Prior to purchase, the property was managed by the resort operator to provide short-term accommodation for “leisure, conferences and similar functions”. The facilities in the resort included a conference room, swimming pool, spa and restaurant. The apartment acquired by the fund members in their personal capacity was subject to a five-year lease with a five-year extension between the vendor and operator. After the acquisition of the property by the fund members, the lease would continue. Under the lease arrangement the operator would grant the use of the apartment to guests for short-term stays of up to three months.
There are no restrictions on the sale of the property but it is on the condition that the property remains subject to the lease. The terms of the lease do not give the owner the right to occupy the property in any circumstances.
The contention put to the ATO was that the property constituted business real property in view of paragraph 194 of SMSFR 2009/1 and example 19 of that ruling. The strata title and the lease arrangement were considered to constitute business real property as the apartment was used in the hotel business of another entity. The circumstances of example 19 were similar to this case, if not identical, as the operator had been given exclusive rights to manage the property subject to the terms of the lease. In other words the business use test was satisfied.
The ATO accepted the argument that the arrangement fell within example 19 of SMSFR 2009/1 as the apartment owned by the members was used wholly and exclusively in the resort accommodation management business of the operator as lessee.
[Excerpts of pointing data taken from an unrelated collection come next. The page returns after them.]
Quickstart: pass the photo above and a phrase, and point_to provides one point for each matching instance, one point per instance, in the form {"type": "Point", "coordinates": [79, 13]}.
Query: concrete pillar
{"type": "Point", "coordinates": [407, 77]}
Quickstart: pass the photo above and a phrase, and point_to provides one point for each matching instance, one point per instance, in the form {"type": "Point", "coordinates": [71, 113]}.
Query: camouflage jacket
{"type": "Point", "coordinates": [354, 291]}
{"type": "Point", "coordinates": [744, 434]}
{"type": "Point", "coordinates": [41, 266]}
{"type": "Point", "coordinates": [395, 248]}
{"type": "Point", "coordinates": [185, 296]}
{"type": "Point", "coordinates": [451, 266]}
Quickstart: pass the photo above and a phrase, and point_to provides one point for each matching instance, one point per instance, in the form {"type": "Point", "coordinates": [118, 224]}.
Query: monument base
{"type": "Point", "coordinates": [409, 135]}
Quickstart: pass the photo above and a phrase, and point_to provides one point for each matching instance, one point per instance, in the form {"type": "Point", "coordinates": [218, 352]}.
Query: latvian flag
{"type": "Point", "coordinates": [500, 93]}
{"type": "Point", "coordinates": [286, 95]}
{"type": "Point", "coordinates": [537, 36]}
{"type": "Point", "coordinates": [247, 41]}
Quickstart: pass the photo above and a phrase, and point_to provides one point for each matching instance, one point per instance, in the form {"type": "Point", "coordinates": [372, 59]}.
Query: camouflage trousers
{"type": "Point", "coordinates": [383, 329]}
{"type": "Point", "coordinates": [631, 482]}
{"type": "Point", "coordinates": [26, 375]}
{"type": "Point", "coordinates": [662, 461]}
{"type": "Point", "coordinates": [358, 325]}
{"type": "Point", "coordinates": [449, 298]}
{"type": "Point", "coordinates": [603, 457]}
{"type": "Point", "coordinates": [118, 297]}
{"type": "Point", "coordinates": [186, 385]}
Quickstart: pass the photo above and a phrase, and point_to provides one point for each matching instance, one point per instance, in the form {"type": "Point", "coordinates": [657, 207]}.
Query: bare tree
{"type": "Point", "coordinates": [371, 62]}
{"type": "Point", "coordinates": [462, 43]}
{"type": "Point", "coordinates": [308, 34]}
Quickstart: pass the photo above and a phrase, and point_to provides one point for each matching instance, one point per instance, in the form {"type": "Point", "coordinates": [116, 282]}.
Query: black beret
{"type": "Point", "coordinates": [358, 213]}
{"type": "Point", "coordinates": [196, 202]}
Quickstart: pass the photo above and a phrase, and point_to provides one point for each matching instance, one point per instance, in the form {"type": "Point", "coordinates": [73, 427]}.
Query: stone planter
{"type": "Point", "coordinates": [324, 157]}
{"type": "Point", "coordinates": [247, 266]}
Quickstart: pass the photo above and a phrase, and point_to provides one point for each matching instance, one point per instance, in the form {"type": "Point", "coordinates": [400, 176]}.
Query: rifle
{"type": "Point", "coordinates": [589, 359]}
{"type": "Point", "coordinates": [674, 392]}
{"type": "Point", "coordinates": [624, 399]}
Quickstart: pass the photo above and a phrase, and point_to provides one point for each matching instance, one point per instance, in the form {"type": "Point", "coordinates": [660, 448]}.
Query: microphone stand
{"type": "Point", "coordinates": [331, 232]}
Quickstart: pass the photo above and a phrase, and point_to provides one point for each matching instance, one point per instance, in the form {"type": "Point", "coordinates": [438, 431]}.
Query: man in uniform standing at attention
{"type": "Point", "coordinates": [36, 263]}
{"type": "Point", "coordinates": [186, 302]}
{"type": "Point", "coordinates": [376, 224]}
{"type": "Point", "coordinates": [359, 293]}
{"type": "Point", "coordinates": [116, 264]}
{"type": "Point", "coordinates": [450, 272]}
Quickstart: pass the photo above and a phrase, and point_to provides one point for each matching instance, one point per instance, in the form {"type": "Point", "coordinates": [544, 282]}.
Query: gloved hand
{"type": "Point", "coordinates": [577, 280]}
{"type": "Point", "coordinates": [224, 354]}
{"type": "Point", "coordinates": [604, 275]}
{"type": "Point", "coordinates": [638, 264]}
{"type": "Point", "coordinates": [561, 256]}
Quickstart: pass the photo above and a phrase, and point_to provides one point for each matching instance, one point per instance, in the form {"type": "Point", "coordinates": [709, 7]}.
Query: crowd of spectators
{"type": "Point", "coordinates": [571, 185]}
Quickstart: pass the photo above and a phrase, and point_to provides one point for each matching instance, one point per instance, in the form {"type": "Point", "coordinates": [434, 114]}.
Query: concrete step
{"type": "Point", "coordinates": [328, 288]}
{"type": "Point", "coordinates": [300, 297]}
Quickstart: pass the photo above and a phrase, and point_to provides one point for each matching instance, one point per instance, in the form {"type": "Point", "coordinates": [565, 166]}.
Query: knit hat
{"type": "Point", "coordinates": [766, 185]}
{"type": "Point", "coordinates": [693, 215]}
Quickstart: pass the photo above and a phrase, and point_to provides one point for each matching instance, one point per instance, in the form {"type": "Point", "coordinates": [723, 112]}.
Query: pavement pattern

It therefore met the business use test and it was possible for the SMSF to acquire the property providing there was no change in the arrangement with the operator.
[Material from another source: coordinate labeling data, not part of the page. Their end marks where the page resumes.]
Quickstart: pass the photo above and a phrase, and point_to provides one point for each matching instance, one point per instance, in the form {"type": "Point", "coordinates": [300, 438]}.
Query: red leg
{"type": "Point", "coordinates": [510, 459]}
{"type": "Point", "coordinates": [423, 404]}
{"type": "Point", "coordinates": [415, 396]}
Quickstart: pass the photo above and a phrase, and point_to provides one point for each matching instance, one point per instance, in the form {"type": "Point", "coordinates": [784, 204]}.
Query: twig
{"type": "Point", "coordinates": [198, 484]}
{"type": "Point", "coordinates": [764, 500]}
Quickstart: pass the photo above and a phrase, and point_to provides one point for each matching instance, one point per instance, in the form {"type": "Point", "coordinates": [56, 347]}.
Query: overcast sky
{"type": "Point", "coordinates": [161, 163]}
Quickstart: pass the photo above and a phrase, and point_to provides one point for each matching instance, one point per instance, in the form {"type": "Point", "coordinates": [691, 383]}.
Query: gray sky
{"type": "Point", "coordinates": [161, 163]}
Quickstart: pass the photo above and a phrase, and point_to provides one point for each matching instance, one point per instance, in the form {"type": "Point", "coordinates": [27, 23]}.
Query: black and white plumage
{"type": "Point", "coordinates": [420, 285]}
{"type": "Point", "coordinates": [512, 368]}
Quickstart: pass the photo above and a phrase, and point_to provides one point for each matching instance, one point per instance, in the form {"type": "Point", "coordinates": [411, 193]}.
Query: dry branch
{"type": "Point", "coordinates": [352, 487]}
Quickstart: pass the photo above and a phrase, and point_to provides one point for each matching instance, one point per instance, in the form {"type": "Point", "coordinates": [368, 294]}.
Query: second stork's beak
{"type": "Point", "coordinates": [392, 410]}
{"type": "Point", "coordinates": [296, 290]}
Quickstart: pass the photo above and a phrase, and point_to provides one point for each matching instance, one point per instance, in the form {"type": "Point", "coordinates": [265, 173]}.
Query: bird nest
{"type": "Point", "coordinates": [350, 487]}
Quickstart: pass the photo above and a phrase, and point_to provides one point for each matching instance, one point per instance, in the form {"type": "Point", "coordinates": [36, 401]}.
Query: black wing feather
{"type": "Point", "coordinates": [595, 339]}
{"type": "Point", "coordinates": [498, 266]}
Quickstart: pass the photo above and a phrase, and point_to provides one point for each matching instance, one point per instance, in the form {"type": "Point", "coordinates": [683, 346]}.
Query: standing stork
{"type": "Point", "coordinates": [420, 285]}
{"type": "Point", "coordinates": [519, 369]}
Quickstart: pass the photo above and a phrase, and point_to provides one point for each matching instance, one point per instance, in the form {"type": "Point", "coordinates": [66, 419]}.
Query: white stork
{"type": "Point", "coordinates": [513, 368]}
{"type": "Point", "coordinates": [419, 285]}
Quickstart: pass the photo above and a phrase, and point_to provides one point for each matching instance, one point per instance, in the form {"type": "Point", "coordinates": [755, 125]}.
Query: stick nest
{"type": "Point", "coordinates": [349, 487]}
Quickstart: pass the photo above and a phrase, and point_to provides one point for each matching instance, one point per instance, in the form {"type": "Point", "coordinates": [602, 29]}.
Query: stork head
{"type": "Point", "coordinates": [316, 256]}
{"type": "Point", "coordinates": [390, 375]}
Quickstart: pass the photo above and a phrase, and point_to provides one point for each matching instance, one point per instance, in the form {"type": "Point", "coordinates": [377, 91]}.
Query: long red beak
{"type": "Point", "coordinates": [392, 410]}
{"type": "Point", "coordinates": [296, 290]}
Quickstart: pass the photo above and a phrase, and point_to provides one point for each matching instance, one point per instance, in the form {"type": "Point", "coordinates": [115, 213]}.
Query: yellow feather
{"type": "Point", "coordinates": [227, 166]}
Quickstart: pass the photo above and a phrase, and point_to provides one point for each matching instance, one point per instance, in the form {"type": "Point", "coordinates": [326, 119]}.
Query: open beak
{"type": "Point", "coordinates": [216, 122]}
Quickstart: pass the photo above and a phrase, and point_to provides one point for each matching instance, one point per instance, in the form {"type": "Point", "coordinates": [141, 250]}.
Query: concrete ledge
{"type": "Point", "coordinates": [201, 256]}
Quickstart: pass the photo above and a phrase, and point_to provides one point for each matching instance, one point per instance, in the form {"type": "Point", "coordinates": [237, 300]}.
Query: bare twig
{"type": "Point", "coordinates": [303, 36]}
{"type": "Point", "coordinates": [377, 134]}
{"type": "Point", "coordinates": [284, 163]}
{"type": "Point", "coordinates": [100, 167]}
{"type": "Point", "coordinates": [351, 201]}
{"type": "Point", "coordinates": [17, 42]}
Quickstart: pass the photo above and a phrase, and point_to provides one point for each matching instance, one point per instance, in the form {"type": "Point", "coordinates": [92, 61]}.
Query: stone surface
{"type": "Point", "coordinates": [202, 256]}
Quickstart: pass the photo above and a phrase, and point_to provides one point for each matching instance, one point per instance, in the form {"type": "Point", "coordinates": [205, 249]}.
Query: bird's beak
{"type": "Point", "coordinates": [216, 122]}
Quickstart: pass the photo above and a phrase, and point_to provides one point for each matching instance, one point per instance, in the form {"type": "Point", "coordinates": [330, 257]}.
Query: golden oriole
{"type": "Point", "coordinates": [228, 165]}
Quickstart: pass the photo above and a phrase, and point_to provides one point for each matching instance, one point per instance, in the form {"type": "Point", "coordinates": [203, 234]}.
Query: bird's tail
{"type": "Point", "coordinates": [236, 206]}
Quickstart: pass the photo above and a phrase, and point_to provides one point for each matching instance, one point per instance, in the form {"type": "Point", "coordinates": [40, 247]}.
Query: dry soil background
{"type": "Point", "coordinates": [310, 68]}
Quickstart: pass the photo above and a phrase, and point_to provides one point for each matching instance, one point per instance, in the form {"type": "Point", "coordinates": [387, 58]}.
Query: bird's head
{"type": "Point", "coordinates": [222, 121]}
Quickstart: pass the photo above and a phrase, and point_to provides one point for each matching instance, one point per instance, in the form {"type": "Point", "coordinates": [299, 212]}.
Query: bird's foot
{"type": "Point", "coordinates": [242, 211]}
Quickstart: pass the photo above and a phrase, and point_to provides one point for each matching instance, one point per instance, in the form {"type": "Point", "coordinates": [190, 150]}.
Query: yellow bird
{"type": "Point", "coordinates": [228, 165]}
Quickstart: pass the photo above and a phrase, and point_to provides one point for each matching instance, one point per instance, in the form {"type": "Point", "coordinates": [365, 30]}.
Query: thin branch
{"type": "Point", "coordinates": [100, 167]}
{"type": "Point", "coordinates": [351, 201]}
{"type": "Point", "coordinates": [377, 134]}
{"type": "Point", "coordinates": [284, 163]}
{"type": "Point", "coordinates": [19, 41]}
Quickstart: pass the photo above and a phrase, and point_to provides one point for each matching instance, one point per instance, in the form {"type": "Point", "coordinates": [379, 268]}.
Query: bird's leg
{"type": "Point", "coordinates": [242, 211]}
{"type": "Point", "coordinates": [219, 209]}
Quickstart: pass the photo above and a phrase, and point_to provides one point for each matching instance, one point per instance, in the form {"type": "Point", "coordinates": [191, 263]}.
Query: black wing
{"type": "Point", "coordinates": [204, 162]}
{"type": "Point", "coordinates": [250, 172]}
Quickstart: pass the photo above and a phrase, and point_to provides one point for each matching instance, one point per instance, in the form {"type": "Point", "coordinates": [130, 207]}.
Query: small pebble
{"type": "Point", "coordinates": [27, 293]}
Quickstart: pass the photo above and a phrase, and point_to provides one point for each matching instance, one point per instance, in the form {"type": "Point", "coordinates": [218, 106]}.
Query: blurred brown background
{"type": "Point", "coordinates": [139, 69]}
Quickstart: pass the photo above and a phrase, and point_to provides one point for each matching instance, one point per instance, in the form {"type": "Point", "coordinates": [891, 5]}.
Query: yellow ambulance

In the second case – let’s call it the Retire Now SMSF – the circumstances appeared similar. But in this case the property did not fit the definition of business real property. Why?
The facts broadly were that an SMSF bought a strata title unit that was in a beach resort complex. The unit provides accommodation for short-term tenants for up to three months. The resort complex includes restaurants, shops, professional offices, conference and wedding facilities as well as the accommodation.
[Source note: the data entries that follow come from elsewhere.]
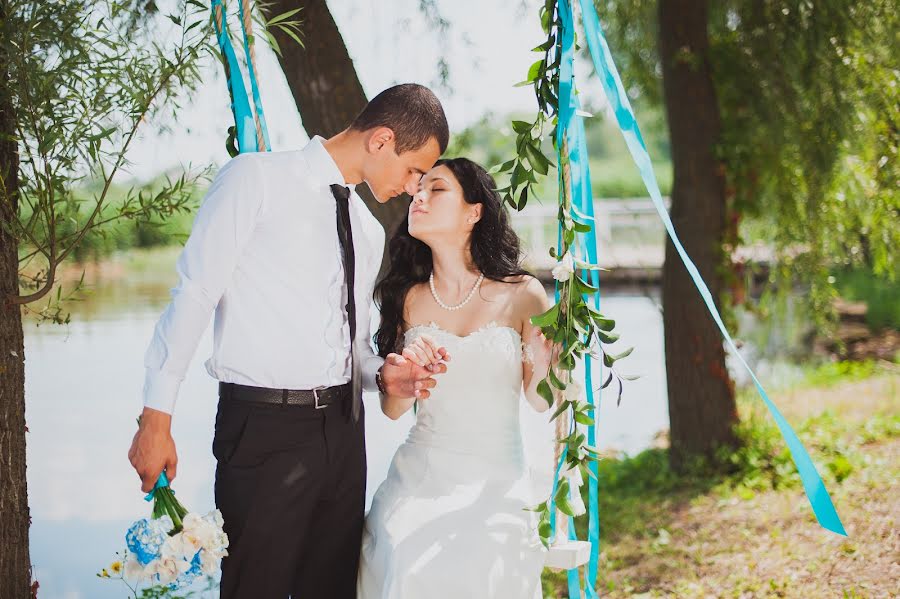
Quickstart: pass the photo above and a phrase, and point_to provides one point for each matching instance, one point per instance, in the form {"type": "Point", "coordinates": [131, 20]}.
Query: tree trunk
{"type": "Point", "coordinates": [15, 562]}
{"type": "Point", "coordinates": [325, 86]}
{"type": "Point", "coordinates": [702, 409]}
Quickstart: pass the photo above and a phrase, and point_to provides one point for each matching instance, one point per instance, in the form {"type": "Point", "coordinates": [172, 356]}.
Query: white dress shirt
{"type": "Point", "coordinates": [264, 255]}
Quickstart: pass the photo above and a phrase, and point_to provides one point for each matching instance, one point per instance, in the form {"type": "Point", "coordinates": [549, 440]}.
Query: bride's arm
{"type": "Point", "coordinates": [421, 360]}
{"type": "Point", "coordinates": [538, 351]}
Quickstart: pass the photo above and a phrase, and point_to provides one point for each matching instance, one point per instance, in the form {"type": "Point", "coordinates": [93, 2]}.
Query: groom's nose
{"type": "Point", "coordinates": [412, 184]}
The manager of the complex has an agreement with the body corporate of the complex to carry out a letting business from the resort and undertake caretaking duties. The terms of the letting agreement refer to the manager as the “agent” to attend to the letting of the strata title on the terms set out in the agreement. The agent is appointed as the sole and exclusive agent to let the property.
Under the agreement the owner is able to occupy the property on giving notice in writing to the agent. The agreement is able to be terminated within the time indicated in the management agreement.
The argument put to the ATO was that the property was business property because it was being used in the business run by the manager. That is, it was argued that the business use test was being met in relation to the property as the rights to use being granted to the manager involved in the carrying on of a business.
The ATO’s response was that the property did not qualify as business real property as defined in section 66 of the SIS Act as the fund was merely renting the property, albeit on a short-term basis. It did not meet the business activity test unless that activity formed part of a property investment business being carried on by the fund.
In support, the commissioner referred to paragraphs 193 and 194 of SMSFR 2009/1, which distinguish arrangements where short-term accommodation arrangements constitute business real property and those that don’t. In this case the Commissioner considered the fund did not appear to be in the business of property investment as the apartment was not being used wholly and exclusively in the business of the fund. In relation to the manager, the commissioner considered it to be acting as agent of the fund to provide services as a letting agent and management services to the apartment to enable the owner to grant rights to occupy it to holidaymakers.
In coming to the conclusion that the property was not business real property as defined, the letting agreement provided that the manager had been engaged by the fund as letting agent, and the right to grant a licence to occupy the property was that of the fund that did not carry on the business of property investment. Under the terms of the letting agreement the commissioner considered the manager was either an agent for the SMSF or could hold a licence to use the apartment in its business and assigned the benefit of the licence to each person occupying the property short term.
What are the lessons to be learnt from these two cases?
The first is that a thorough examination needs to be made of every arrangement where real estate owned by the fund or related party is being considered for SIS Act purposes. Also, the form and substance of that agreement may be considered by the ATO as satisfying the business use test whereas in relatively similar circumstances no business use test may be met.
In the first case the property purchased by the members in their own name was for its exclusive use of the property with no opportunity for the owners to use the property. A number of conditions applied to the acquisition of the property. The property formed an integral part of the manager’s business.
In the second case the property was acquired by the fund from an arm’s length party. However, the arrangement for the manager to lease the property for short periods was in the position as a letting agent or, if that was not the case, the arrangement was a licence granted to tenants for the use of the property.
These cases show the importance of considering the details of each arrangement and the relationship that is created between the owners of the property and the property manager to conclusively establish the property constitutes business real property or otherwise, depending on the context in which the acquisition is to be made.